Thursday, July 28, 2011

Greenwood Lullabies

There’s something about Greenwood that I just can’t get out of my head.  It’s a paradox, a study in intertwined opposites.  It's one of the most beautiful places I’ve ever seen.  Many parts of Greenwood and the surrounding areas are blanketed with lush, vibrant green forests.  The trees stand tall and strong, yet seem to sway and move about like old men conducting important business.  They protect and they watch. 

In this heartbreakingly beautiful place some of the worst and longest atrocities were visited upon blacks.  Yes, slavery.  Slavery was not about work.  Slavery was about cruelty, it was about rape, it was about humiliation, it was about tearing apart black families and it was about the wearing away of will, hope, pride, and peace. 

One of the things about slavery that seems to add a pungent odor to its stale air of humiliation is that people around the world knew about it and thought it was just fine.  Whether or not blacks were beings just one layer removed from animal was a given.  It seems as though there were very few people in the world who could look at a black person and see much more than a dollar sign, a work man, or an opportunity for quick sexual satisfaction.  There was a general agreement that blacks were stupid, disgusting, and deserving of nothing.

That will always be part of the history of this place.  If you stand on the Delta's rich farming soil long enough you can almost hear the cries of mothers who lost their sons to the fields.    

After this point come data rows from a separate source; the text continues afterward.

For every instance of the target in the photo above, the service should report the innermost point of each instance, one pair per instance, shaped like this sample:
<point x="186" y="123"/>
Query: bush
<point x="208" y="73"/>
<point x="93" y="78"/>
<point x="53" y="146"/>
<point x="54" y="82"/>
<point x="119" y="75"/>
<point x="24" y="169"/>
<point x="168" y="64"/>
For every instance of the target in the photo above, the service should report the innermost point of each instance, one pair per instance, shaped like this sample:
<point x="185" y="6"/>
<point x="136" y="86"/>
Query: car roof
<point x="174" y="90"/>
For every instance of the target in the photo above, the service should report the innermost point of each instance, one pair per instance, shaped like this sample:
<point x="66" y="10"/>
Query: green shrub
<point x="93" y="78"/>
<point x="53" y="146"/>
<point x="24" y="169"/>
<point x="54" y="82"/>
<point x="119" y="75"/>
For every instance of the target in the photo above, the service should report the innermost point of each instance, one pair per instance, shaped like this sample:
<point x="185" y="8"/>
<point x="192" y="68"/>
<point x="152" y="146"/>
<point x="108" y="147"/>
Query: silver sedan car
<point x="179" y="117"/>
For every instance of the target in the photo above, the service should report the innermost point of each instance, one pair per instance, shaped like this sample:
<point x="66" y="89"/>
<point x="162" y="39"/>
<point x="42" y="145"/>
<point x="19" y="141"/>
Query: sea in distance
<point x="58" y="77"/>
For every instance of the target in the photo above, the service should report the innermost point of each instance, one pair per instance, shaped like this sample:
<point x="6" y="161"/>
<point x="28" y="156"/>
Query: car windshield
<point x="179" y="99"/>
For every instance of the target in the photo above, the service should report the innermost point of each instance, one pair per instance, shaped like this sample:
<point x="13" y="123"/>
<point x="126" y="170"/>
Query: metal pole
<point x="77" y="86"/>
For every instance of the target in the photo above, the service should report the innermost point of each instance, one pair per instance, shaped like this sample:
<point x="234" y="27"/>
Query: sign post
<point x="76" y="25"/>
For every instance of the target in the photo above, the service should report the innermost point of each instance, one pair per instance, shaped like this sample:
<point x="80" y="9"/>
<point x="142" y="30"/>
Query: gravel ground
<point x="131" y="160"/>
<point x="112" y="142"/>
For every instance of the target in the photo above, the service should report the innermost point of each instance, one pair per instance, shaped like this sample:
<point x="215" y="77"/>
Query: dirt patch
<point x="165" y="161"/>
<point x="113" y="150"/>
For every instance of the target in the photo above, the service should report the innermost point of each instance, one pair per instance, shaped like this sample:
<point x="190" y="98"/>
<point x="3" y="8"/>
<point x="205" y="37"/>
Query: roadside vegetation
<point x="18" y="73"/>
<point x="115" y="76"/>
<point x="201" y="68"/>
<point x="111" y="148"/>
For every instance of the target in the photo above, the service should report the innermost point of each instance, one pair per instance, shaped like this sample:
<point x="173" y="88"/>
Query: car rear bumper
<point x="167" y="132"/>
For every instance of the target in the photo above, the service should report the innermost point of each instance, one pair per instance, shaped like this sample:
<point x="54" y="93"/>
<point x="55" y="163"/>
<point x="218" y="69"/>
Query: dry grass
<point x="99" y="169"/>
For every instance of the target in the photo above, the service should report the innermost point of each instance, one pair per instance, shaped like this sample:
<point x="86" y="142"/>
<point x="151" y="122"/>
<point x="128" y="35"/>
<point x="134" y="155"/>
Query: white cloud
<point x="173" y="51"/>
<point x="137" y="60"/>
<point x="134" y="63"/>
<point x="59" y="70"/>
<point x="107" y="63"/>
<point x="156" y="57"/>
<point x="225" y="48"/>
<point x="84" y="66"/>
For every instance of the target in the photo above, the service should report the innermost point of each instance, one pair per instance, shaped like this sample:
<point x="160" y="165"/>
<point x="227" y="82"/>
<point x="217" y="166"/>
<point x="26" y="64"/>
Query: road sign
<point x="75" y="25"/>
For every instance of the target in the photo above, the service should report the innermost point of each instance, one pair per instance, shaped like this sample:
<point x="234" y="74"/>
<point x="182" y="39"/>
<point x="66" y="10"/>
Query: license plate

When I visited Greenwood in June, I met rich people who clearly treasure their Southern heritage.  I also met people who live at a level of poverty that I’ve really only ever heard about.  The homeless in most major cities eat better than some of these. 

I met heroes of the civil rights movement, men whose minds hold the memories of how change happened, who are barely be able to feed themselves.  I also met people who live across the street and around the corner from their children, cousins, and grandchildren.  Their lives are rich with love and simplicity. 

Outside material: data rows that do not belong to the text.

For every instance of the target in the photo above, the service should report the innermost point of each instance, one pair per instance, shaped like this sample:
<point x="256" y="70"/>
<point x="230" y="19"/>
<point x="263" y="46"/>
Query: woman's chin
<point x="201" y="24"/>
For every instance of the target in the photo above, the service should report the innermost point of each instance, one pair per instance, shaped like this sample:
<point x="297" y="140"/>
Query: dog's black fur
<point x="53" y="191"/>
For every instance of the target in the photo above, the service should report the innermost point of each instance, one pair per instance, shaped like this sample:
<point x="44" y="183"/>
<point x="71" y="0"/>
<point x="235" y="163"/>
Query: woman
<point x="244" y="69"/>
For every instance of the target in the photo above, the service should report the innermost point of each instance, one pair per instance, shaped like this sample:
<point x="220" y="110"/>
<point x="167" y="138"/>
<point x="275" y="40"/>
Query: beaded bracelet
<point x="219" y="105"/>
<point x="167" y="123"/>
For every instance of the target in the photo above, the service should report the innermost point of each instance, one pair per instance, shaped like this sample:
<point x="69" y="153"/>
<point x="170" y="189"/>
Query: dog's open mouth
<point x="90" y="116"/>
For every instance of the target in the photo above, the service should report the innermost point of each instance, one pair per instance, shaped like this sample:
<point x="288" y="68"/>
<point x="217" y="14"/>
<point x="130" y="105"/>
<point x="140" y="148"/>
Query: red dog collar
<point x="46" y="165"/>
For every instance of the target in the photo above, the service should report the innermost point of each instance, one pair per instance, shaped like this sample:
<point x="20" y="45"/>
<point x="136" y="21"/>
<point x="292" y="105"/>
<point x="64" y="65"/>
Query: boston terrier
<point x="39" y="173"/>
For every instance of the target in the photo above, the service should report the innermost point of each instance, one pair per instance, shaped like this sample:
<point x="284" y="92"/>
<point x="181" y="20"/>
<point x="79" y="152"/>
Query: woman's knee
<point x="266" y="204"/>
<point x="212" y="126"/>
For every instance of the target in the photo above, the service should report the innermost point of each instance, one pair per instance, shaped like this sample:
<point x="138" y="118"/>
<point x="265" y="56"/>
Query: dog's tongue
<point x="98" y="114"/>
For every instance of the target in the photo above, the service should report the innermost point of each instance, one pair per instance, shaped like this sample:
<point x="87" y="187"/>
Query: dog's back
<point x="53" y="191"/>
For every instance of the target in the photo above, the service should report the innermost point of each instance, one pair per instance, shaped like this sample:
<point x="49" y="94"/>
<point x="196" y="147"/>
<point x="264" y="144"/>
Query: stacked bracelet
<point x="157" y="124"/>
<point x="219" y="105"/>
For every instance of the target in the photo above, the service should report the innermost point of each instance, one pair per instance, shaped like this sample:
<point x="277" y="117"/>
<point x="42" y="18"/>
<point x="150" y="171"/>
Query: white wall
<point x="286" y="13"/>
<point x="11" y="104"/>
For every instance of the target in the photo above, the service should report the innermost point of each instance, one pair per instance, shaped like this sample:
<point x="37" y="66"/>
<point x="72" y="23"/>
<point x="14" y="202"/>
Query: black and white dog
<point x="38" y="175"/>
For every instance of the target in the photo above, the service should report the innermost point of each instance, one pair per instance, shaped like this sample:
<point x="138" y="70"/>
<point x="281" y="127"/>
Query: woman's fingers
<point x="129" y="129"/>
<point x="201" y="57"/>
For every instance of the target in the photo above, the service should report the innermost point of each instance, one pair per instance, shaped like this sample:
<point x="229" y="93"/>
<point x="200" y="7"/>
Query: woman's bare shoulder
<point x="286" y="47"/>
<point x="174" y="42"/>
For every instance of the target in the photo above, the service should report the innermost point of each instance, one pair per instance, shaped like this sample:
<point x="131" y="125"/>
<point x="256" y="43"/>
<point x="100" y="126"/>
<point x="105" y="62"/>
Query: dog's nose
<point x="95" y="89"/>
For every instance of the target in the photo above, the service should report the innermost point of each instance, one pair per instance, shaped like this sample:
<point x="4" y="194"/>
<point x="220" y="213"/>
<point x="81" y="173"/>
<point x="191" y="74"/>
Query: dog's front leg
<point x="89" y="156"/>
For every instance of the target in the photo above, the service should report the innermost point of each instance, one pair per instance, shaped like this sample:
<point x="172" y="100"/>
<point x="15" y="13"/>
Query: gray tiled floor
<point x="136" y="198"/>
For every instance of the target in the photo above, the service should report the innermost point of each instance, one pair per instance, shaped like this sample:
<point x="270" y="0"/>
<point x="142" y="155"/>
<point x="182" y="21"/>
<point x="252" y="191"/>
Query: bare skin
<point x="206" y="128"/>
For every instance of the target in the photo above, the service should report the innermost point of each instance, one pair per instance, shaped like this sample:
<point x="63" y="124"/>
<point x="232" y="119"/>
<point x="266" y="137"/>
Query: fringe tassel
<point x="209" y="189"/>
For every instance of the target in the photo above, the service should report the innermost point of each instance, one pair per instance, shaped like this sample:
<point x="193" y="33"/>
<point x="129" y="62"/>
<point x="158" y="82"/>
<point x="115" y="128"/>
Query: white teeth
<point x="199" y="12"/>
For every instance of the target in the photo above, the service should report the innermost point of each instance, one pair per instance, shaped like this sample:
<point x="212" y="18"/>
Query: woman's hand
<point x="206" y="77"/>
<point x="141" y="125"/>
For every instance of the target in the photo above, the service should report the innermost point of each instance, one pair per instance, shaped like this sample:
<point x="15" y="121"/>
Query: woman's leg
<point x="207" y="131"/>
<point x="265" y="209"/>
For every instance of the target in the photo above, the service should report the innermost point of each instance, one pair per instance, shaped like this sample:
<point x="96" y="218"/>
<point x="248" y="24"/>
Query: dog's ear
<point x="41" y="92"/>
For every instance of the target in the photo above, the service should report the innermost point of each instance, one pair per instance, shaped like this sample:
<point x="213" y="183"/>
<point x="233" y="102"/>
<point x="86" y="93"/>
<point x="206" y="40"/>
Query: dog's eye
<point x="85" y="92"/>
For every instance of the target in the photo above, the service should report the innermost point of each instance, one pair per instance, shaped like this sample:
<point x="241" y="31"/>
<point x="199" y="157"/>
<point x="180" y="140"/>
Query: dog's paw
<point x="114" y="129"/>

I'm stirred when I recall the look in the eyes of some of Greenwood’s residents.  I feel saddened when I think of the drunkards loitering street corners at three in the afternoon.  Yet, my heart soars when I think of the warm embrace that will always await me there from aunts, uncles, cousins, and the beautiful green landscape that seems somehow to envelope me in wonder.  

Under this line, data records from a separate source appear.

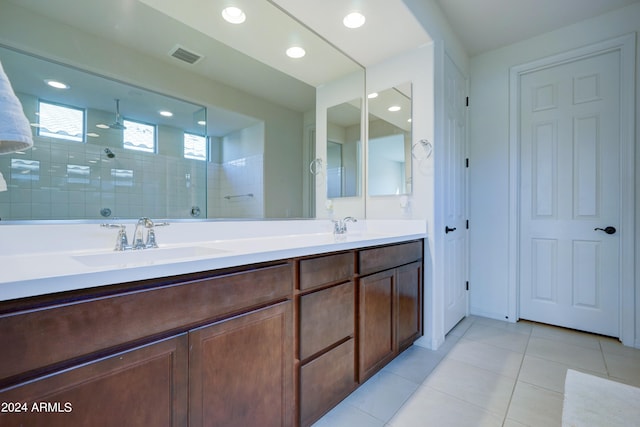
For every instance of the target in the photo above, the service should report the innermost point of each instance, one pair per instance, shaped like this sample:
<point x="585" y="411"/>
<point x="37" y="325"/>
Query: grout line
<point x="515" y="383"/>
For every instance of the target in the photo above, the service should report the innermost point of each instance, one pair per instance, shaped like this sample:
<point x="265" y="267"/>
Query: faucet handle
<point x="151" y="234"/>
<point x="122" y="242"/>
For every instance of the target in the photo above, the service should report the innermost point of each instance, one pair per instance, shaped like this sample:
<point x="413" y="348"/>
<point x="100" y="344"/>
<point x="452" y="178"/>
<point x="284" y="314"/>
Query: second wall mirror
<point x="389" y="143"/>
<point x="343" y="150"/>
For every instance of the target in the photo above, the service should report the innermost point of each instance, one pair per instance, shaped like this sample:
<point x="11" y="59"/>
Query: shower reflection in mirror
<point x="343" y="150"/>
<point x="389" y="142"/>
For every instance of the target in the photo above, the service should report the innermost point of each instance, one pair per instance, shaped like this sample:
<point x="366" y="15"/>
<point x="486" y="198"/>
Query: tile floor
<point x="487" y="373"/>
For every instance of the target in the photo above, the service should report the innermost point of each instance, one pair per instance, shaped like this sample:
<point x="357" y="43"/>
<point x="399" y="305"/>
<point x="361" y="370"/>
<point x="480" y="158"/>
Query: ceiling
<point x="483" y="25"/>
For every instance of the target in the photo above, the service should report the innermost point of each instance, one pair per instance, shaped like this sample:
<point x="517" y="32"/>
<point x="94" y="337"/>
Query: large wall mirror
<point x="235" y="144"/>
<point x="344" y="144"/>
<point x="389" y="143"/>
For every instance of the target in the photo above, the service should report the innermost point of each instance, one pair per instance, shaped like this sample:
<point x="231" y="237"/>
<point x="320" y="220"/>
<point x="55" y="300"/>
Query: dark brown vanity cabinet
<point x="390" y="303"/>
<point x="326" y="333"/>
<point x="273" y="344"/>
<point x="240" y="370"/>
<point x="201" y="350"/>
<point x="143" y="386"/>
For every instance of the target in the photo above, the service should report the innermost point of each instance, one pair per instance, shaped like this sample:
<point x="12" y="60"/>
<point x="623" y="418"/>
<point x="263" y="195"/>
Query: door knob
<point x="608" y="230"/>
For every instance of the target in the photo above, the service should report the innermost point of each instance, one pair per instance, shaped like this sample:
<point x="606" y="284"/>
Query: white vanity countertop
<point x="37" y="259"/>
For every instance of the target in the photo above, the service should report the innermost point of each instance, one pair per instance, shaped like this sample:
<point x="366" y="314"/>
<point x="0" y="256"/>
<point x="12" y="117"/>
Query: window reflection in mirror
<point x="124" y="159"/>
<point x="389" y="143"/>
<point x="343" y="150"/>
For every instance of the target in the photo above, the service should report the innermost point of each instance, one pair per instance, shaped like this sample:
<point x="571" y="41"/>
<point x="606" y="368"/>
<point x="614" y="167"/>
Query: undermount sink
<point x="146" y="256"/>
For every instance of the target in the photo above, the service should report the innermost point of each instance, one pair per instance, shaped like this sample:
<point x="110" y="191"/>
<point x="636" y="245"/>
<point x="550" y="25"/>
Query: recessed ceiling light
<point x="57" y="84"/>
<point x="296" y="52"/>
<point x="234" y="15"/>
<point x="354" y="20"/>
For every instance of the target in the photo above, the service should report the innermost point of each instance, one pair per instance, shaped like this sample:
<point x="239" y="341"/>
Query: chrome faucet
<point x="340" y="226"/>
<point x="122" y="243"/>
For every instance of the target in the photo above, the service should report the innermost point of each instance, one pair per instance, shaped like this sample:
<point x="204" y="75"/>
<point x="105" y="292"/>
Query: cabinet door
<point x="240" y="370"/>
<point x="146" y="386"/>
<point x="409" y="304"/>
<point x="376" y="330"/>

I’m supposed to go back.  The filmmakers need more scenes.  I wish we were going back today and I wish to never go back.  Greenwood haunts me, yet it calls me home.  Everyday I feel more and more convinced that what God intended for me to find on this journey was not Booker Wright, but the knowledge that I belong to a place of wonder.  I do come from the stuff of legends.  The song of the slave is my soul's lullaby.  

How can a place, a dot on the map, create such conflict within me? 


  1. You expressed my siren song to Pocatalico WV and my coal miner heritage my grandmother tried for generations to distance us from very elegantly.

    Yes, the circumstances were very different, but the lifestyles were more alike than you may want to admit. And no, I don't equate slavery with indentured servitude by any means, but poor and with little hope resonates through eternity and my point is I am in agreement that I feel the passion that drives me to tears for no reason whatsoever other than when I am there, in the physical environment of my ancestors. Your writing is truly beautiful.

  2. I love that you can hear your own connection to West Virginia in my conflicted love for Greenwood. I completely agree with you, "poor and with little hope resonates through eternity."

    Oftentimes our parents remove us from our heritage to save us from it, but our souls can often long for something beyond the history of one generation. Thank you for your comment.

  3. I believe I understand to an extent your confliction of emotions about Greenwood. I live nearby and have seen what you report. Both great love and community and schizophrenic like prejudice. I have to admit though I am white that my heart sinks when I hear the "N" word. My Dad never allowed us to say the word. He was loved by blacks and whites and though it "was not done" in his generation, he shook the hand of white and black men. I am thankful that I don't have to throw off as many of the shackles of prejudice because of my parents teaching. Prejudice does indeed shackle the person who is prejudice, the way it seeks to shackle the one the prejudice is against. Things are changing here in the South as I am sure you have seen, but in towns where there was a history of slavery, meaning towns that grew up around "the cotton fields" and thus a need of slaves to make lots of money, it has hung on longer, because you have to hate those you have used and abused to justify your past treatment or the past treatment by your ancestors. There is prejudice everywhere there are people and unfortunately there is prejudice toward some people just because they are white as well. I have experienced it. My ancestors were not slave owners, as my ancestors were mostly blue collar workers or in some trade that did not require any cheap labor. However there are relatives and friends who still hold on to their prejudices. We speak up in those situations about all men being the same in God's sight. I want our state to move forward and both sides to let go as much as they are able of hatred and resentment. I have found in my own life that people who mistreated me in my life and I have experienced prejudice as well, I will not go into why here, but I find that if I keep hating them, I lock my own self up and am still letting those who abused me, control me. I think the truth should be told, to educate this generation but not to keep the hatred going which ever "side" it comes from. God bless you.